Of all of the places that I have visited in Mexico, I believe that Puerto Vallarta is now my favorite. As much as I like the climate in the Gulf of Mexico, this Pacific coast town is quite pleasant. It is a modern city that has not forgotten its past. On the journey up the canyon of the Rio Cual we passed many small humble huts that blended, but did not impose, on the surrounding jungle environment. At one bend in the river a dozen tents of camping families dotted the beach with laughing children nearby played in the shallow water. Interestingly, laughter is the same regardless of language, while crying is not.
Soon the truck carrying us intrepid adventurers arrived at a location high above the river below and, after a brief safety instruction; we donned our harnesses and became one with gravity. To use the zip-line, the guide attaches your pulley to the cable and then connects one carabineer to the pulley and a second safety around the cable. Then you glide over the jungle. We must have been at least 150 meters above the river below. On the other side a guide would ‘catch’ you, unhook your lines and then we would hike to the next zip-line. This was hard for me as I would get out of breath hiking up the steep mountainsides, Caitlin would always stay back with me as I slowly trudged forward. But soon my energy would return and I would be flying back over the valley. If you looked down you would see the river below. To the left was the Pacific Ocean miles down the canyon. On the longest and fastest zip-line, Barbie went upside down and backwards. Finally, after riding 13 zip-lines, we arrived at the river basin and a team of mules carried us back to the base camp where we relaxed under a thatched roof patio sipping Squirt and eating Nachos and Guacamole. Caitlin, always concerned over my well being exclaimed, “Dad. You’re not supposed to drink grapefruit juice!” to which I responded “We just glided over the jungle 13 times, I’ll take the added risk.”

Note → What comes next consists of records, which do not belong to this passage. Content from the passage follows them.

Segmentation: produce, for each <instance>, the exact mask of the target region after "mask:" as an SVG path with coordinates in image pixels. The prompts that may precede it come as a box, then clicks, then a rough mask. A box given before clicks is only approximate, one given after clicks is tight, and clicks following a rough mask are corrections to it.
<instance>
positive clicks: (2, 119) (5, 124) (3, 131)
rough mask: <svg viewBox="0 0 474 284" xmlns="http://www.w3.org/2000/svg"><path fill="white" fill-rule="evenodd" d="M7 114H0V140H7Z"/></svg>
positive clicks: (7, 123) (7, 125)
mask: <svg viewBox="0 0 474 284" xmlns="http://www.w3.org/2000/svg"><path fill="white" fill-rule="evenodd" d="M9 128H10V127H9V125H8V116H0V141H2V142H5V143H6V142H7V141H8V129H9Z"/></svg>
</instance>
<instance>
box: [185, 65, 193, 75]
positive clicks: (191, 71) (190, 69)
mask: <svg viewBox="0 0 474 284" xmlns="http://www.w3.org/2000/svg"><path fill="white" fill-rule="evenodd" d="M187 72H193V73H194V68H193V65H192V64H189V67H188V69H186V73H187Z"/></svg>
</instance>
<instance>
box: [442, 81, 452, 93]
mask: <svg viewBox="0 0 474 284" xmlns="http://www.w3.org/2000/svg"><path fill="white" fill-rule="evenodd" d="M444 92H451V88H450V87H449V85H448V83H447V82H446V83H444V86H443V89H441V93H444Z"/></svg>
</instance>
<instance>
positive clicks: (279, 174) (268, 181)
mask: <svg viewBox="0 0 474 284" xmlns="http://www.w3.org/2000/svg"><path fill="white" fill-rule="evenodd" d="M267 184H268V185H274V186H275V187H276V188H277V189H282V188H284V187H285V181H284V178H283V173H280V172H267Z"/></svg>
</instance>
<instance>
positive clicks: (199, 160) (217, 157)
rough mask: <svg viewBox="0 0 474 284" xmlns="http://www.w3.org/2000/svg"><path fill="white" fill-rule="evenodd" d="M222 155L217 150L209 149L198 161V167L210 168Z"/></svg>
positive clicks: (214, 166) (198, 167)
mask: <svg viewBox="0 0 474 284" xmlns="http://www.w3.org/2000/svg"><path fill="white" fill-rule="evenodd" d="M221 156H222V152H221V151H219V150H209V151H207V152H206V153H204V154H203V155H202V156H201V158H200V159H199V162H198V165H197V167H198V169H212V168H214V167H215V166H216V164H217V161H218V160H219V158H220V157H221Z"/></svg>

Speaking of risk; I am slowly healing from the injuries I sustained on Monday. I only feel pain when I walk, sit up, move, touch anything or lay down. So far I don’t have a fever or cellulitis. The daily application of Neosporin and antibiotics seem to be working. Given that I am immune-suppressed, I get concerned with just one cut, let alone one hundred. I can walk, but slowly and with a limp as I have two deep lacerations on the sole of my right foot. (Not deep enough for stitches.) We still have two more days on the boat and, other than dancing or getting a foot massage, I can participate in most other activities, namely eating. I will recover from this, but the experience has shaken me up emotionally. I almost died, not secondary to some disease out of my control, but rather due to my own overconfidence, ignorance and poor judgment. I should know better. Yes, I have learned a lesson. We managed the zip-lines safely because we were prepared and followed our guides. I know now that I must always have a safety line, a buffer as it were, whenever I venture again into the unknown.